Crowley’s Ridge is coated with a windblown sediment known as loess or rock flour. That’s where your kitty litter comes from. Grasses keep it from flying all over. Beeches don’t mind loess. Nor do peach trees, judging from the seet Elbertas that grew there–where Hemingway penned A Farewell to Arms when he was married to Pauline. It is the only rise in the Alluvial Plain of Old Man River. In the event the river floods, rather, when, head for the Ridge.

Casting Deep Shade/ C.D. Wright, page 14

The other distinctive aspect [of the beech] is that in the winter, most younger, lower branches always hold on to a few of their dead leaves all winter. They have a distinctive parchment color, and when backlit transmit light. I love that about them. However, these leaves are dropped promptly as the spring buds expand . . . .So noted by San Francisco-born Robert Frost:

We stood a moment so, in a strange world.
Myself as one his own pretense deceives;
And then I said the truth (and we moved on).
A young beech clinging to its last years’ leaves.

Casting Deep Shade/ C.D. Wright, page 19-20

As a by-product of the Ozark Mountains, I have long been at least semi-aware of my standing brothers and sisters, the hardwoods. Rocks, rivers, and trees we had in surplus.

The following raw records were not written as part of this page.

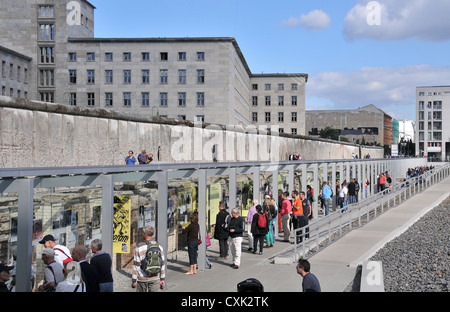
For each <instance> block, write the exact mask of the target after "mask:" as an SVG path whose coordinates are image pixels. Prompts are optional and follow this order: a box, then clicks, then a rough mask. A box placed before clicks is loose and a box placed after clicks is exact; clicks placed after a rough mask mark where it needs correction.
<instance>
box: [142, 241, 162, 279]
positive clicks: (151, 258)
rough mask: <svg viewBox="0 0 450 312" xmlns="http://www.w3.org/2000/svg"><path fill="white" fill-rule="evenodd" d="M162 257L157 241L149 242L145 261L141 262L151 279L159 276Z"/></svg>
mask: <svg viewBox="0 0 450 312" xmlns="http://www.w3.org/2000/svg"><path fill="white" fill-rule="evenodd" d="M161 264H162V255H161V249H160V248H159V244H158V243H157V242H155V241H151V242H148V244H147V252H146V253H145V259H144V260H142V262H141V269H142V271H144V272H145V273H147V274H148V275H149V276H150V277H152V276H157V275H158V274H159V273H160V272H161Z"/></svg>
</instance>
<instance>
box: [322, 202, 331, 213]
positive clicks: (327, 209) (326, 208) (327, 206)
mask: <svg viewBox="0 0 450 312" xmlns="http://www.w3.org/2000/svg"><path fill="white" fill-rule="evenodd" d="M322 201H323V206H324V207H325V215H326V216H328V214H329V213H330V201H331V198H322Z"/></svg>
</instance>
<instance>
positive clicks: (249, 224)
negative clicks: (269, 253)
mask: <svg viewBox="0 0 450 312" xmlns="http://www.w3.org/2000/svg"><path fill="white" fill-rule="evenodd" d="M258 204H259V201H258V200H257V199H254V200H253V206H252V207H250V209H249V211H248V214H247V238H248V251H252V250H253V234H252V220H253V216H254V215H255V213H256V205H258Z"/></svg>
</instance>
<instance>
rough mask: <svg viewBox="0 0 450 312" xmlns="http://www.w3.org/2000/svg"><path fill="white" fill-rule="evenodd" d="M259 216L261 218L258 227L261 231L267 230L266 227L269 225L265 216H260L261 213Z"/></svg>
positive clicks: (258, 213)
mask: <svg viewBox="0 0 450 312" xmlns="http://www.w3.org/2000/svg"><path fill="white" fill-rule="evenodd" d="M258 215H259V218H258V227H259V228H260V229H264V228H266V225H267V219H266V217H265V215H264V214H259V213H258Z"/></svg>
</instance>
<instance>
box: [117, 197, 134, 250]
mask: <svg viewBox="0 0 450 312" xmlns="http://www.w3.org/2000/svg"><path fill="white" fill-rule="evenodd" d="M130 225H131V197H130V196H114V221H113V252H114V253H129V252H130V236H131V226H130Z"/></svg>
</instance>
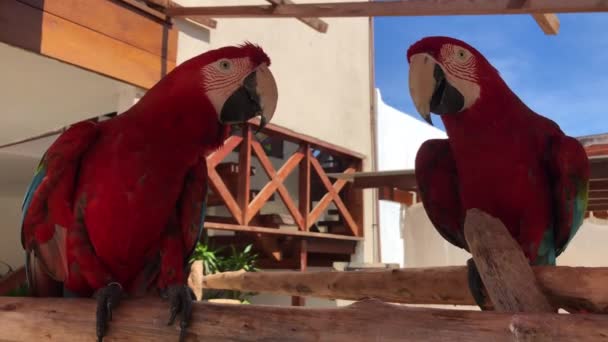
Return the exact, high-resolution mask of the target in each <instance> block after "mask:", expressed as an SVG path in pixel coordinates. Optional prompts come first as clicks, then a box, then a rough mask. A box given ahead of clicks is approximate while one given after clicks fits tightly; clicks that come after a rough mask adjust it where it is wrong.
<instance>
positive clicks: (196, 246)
mask: <svg viewBox="0 0 608 342" xmlns="http://www.w3.org/2000/svg"><path fill="white" fill-rule="evenodd" d="M252 248H253V245H251V244H250V245H247V246H246V247H245V248H243V250H237V249H236V248H234V246H233V245H231V246H230V253H225V252H224V247H217V248H216V247H214V246H211V245H210V244H209V239H208V238H207V237H205V241H204V242H203V243H201V242H198V243H197V244H196V247H195V249H194V253H193V255H192V258H191V259H190V263H192V262H194V261H195V260H202V262H203V268H204V270H203V273H204V274H213V273H219V272H229V271H239V270H245V271H246V272H257V271H259V269H258V268H257V267H256V266H255V263H256V261H257V257H258V255H257V254H254V253H253V251H252ZM252 295H254V293H242V292H239V291H228V290H211V289H206V290H205V291H203V296H204V297H205V299H211V298H228V299H238V300H240V301H241V303H243V304H249V303H250V302H249V300H248V299H247V298H248V297H250V296H252Z"/></svg>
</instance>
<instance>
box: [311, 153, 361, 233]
mask: <svg viewBox="0 0 608 342" xmlns="http://www.w3.org/2000/svg"><path fill="white" fill-rule="evenodd" d="M310 163H311V164H312V166H313V168H314V169H315V171H317V174H318V175H319V178H320V179H321V182H322V183H323V185H325V188H327V193H326V194H325V196H323V197H322V198H321V200H320V201H319V203H317V206H316V207H315V208H314V209H313V210H312V211H311V212H310V214H309V215H308V220H307V222H308V225H309V226H308V227H307V230H308V228H310V226H312V224H314V223H315V222H316V221H317V220H318V219H319V217H320V216H321V214H322V213H323V211H324V210H325V209H326V208H327V207H328V206H329V204H330V203H331V201H334V203H335V204H336V207H337V208H338V211H339V212H340V214H342V217H343V218H344V221H346V225H347V226H348V228H350V230H351V231H352V232H353V235H354V236H357V232H358V231H359V227H358V226H357V223H356V222H355V220H354V219H353V217H352V216H351V214H350V212H349V211H348V209H347V208H346V206H345V205H344V202H343V201H342V199H341V198H340V196H338V193H339V192H340V190H342V188H343V187H344V186H345V185H346V180H344V179H338V180H337V181H336V182H335V183H334V184H332V183H331V182H330V181H329V178H328V177H327V175H326V174H325V170H323V167H321V164H320V163H319V160H317V158H315V157H312V156H311V158H310ZM354 172H355V168H354V167H352V166H351V167H349V168H347V169H346V170H344V173H345V174H350V173H354Z"/></svg>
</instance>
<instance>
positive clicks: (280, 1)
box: [266, 0, 329, 33]
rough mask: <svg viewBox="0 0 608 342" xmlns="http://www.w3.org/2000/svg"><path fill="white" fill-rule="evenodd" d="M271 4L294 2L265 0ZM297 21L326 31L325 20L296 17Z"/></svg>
mask: <svg viewBox="0 0 608 342" xmlns="http://www.w3.org/2000/svg"><path fill="white" fill-rule="evenodd" d="M266 1H268V2H269V3H271V4H273V5H283V4H293V3H294V2H293V1H291V0H266ZM298 20H299V21H301V22H303V23H304V24H306V25H308V26H310V27H311V28H312V29H313V30H315V31H318V32H321V33H325V32H327V27H328V26H329V25H328V24H327V23H326V22H324V21H323V20H321V19H319V18H302V17H299V18H298Z"/></svg>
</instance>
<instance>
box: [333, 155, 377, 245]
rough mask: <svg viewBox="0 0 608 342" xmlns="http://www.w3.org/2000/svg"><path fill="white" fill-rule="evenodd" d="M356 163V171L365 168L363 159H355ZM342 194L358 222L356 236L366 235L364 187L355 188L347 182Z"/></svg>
mask: <svg viewBox="0 0 608 342" xmlns="http://www.w3.org/2000/svg"><path fill="white" fill-rule="evenodd" d="M354 165H355V169H356V171H359V172H360V171H361V170H362V169H363V161H362V160H358V161H354ZM342 195H343V198H344V200H345V201H346V203H348V210H349V212H350V214H351V216H352V217H353V220H354V221H355V223H357V228H358V231H357V234H355V236H361V237H363V236H364V235H365V229H364V225H365V207H364V199H363V189H357V188H354V187H353V186H352V184H351V183H347V185H346V187H345V188H344V189H343V190H342ZM376 202H377V201H376ZM376 204H377V203H376Z"/></svg>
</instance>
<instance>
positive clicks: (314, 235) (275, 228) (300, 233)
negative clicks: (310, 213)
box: [205, 222, 363, 241]
mask: <svg viewBox="0 0 608 342" xmlns="http://www.w3.org/2000/svg"><path fill="white" fill-rule="evenodd" d="M205 228H207V229H216V230H227V231H234V232H246V233H266V234H272V235H284V236H295V237H300V238H319V239H335V240H349V241H362V240H363V238H360V237H356V236H347V235H339V234H328V233H315V232H303V231H296V230H287V229H276V228H265V227H256V226H242V225H234V224H226V223H217V222H205Z"/></svg>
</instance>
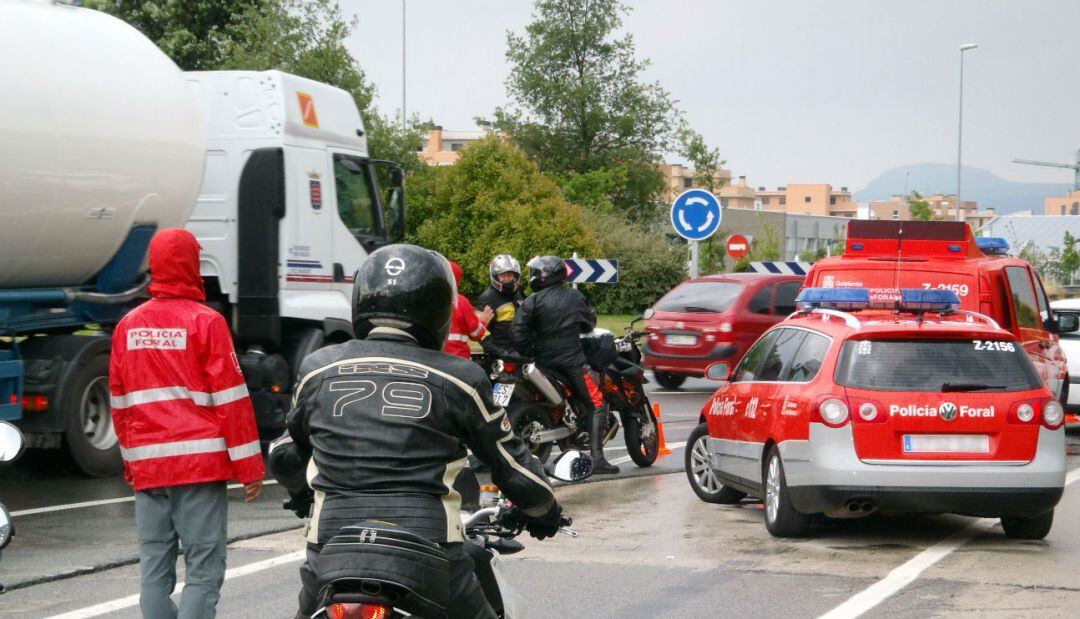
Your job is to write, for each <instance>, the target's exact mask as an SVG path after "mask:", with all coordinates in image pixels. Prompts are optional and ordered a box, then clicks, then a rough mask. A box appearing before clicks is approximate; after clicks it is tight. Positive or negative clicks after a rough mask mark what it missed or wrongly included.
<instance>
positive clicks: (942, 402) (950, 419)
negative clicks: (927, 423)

In our yard were four species of oak–white, post, blackjack, and Arkansas oak There are 29 species in the state); 7 or 9 pink and white dogwoods, a handsome blue spruce, an A1 southern magnolia, and two cedar sentinels beside the front steps. The red maple was lost early on.

Casting Deep Shade/ C.D. Wright, page 25

I love her writing style and the stories and accounts that accumulate, creating the feeling of wandering and wondering about beeches. I also like how she weaves in the I and her personal stories — including them, but not making them the center of this story. There is no center, only stories and information culled from a range of sources. I see this book as an inspiration as I continue to work towards polishing my log writing and turning some of my words here into something more condensed, crafted.